Keith Lamoutte, CFA, Chief Investment Officer
Derek Vasko, CFA, Manager, Investment Strategy
- Investors repriced securities (lower) throughout the month amid increasingly hawkish rhetoric from the Federal Reserve (Fed).
- Both stocks and bonds registered steep losses in the face of rising interest rates. The Nasdaq Composite entered a bear market, while the Bloomberg U.S. Aggregate posted one of its largest monthly declines on record.
- Treasury yields rose across the maturity spectrum. The benchmark 10-year yield spiked 56 basis points (0.56%).
There was no reprieve in April for stocks or bonds, with bonds arguably the bigger story. Given the dynamics of fixed income securities — prices move opposite to interest rates — they didn’t fare well in the face of sharply rising Treasury yields. In fact, the Bloomberg U.S. Aggregate Index posted its third worst monthly return on record (-3.79%), and the prior month also made the top 10 (Figure 1). And while the 56-basis point (0.56%) absolute increase in the benchmark 10-year Treasury yield may not seem too significant when compared to other months in which the Index fell markedly, the move came off the second lowest starting yield in the list, making it one of the largest relative moves.
Equities also fell sharply. The S&P 500 Index returned -8.7%, while the more growth-oriented Nasdaq tumbled 13.3% on its way into bear market territory. The primary culprit was a sharp rise in interest rates as investors focused on the Fed’s increasing sense of urgency to tamp down inflation that’s been running at multi-decade highs. Higher interest rates have a direct impact on equity valuations, and it was on full display last month (Figure 2). Why? Treasury yields (the 10-year in particular) are often used as a discount rate to determine the present value of future cash flows (i.e., stock price), and the higher the discount rate the lower the present value of those cash flows.
Corporate earnings were also on investors’ radars as first quarter earnings season ramped up. A marked slowdown in year-over-year profit growth was expected largely due to the high bar set in 2021; however, as of month end, S&P 500 Index-level earnings were on track to increase more than 7% versus the same period last year. Arguably as important were comments from corporate executives about the impacts of rising costs on profitability and their business outlook over the balance of the year. Thus far, companies have generally been able to pass along cost increases to consumers and forward guidance has been optimistic, particularly in more service-oriented sectors tied to economic reopening theme such as travel, entertainment, and lodging.
Consumer spending data released late in the month registered a robust 1.1% increase amid strong demand for services, supporting companies’ outlooks. However, enthusiasm was tempered by a 1.4% spike in the Employment Cost Index that reflected the need for firms to spend more on labor in the current environment. And with inflation still tracking significantly higher than wage growth, which was up 3.4%, households are drawing upon savings to fund the shortfall, a trend that can’t continue indefinitely.
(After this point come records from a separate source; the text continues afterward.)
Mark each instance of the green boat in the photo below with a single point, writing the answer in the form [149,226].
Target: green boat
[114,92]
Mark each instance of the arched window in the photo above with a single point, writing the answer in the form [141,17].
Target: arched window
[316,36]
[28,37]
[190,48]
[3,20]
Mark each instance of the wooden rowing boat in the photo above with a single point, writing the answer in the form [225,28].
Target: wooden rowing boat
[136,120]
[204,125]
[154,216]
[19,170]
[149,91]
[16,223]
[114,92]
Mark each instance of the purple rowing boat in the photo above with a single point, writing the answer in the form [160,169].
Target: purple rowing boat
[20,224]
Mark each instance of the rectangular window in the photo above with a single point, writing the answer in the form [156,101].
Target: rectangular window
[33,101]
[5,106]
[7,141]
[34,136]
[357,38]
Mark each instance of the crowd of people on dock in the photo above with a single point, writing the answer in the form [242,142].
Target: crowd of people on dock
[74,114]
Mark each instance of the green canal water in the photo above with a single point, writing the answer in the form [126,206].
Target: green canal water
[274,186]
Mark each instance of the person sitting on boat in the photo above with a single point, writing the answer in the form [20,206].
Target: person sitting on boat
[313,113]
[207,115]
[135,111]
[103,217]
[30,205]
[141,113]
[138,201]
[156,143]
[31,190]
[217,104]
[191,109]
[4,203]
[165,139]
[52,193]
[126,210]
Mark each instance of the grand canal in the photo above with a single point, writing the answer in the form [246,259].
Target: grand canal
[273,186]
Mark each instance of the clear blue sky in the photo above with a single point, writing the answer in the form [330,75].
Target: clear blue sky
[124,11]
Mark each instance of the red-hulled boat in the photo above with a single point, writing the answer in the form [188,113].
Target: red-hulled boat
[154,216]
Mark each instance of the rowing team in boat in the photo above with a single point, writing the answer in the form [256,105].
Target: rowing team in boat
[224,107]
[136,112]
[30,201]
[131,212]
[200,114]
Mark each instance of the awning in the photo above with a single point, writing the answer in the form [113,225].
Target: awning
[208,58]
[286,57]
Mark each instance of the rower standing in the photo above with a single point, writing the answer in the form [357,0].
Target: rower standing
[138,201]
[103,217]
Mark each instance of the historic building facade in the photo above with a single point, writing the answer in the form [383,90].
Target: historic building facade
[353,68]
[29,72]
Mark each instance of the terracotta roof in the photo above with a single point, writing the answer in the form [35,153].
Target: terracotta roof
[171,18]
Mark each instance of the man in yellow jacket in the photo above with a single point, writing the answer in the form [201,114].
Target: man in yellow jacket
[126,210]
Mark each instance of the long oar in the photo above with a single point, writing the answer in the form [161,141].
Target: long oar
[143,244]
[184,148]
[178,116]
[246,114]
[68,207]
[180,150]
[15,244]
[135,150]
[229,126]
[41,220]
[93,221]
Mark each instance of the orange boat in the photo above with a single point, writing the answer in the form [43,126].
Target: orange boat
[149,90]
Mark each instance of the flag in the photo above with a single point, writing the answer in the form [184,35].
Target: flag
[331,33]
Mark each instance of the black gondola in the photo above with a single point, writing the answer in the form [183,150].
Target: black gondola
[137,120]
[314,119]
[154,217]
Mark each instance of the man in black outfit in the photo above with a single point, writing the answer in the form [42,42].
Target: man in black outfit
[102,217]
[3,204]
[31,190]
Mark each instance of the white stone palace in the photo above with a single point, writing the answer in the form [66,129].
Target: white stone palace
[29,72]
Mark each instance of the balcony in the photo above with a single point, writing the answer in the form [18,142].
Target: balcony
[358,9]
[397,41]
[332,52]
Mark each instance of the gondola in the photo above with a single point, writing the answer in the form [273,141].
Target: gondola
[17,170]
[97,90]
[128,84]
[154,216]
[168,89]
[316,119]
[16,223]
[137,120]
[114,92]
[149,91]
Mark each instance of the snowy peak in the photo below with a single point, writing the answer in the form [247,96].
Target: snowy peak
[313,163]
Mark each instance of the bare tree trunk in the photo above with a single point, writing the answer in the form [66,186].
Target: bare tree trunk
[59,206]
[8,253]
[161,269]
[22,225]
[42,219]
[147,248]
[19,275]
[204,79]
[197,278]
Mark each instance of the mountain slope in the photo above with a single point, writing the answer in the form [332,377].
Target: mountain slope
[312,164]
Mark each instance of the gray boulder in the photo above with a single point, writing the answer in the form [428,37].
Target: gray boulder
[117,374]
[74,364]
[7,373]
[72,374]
Overseas markets largely mirrored those in the U.S., albeit to a lesser extent. The MSCI EAFE Index was down -6.3%, while the MSCI Emerging Markets Index returned -5.6%. Like its U.S. counterpart, the European Central Bank assumed more aggressive rhetoric towards taming inflation, minutes from its March policy meeting showed. However, it has yet to implement monetary tightening. In Asia, China’s zero tolerance policy regarding COVID infections led to widespread lockdowns amid outbreaks in major cities including Shanghai, further disrupting already-fragile supply chains.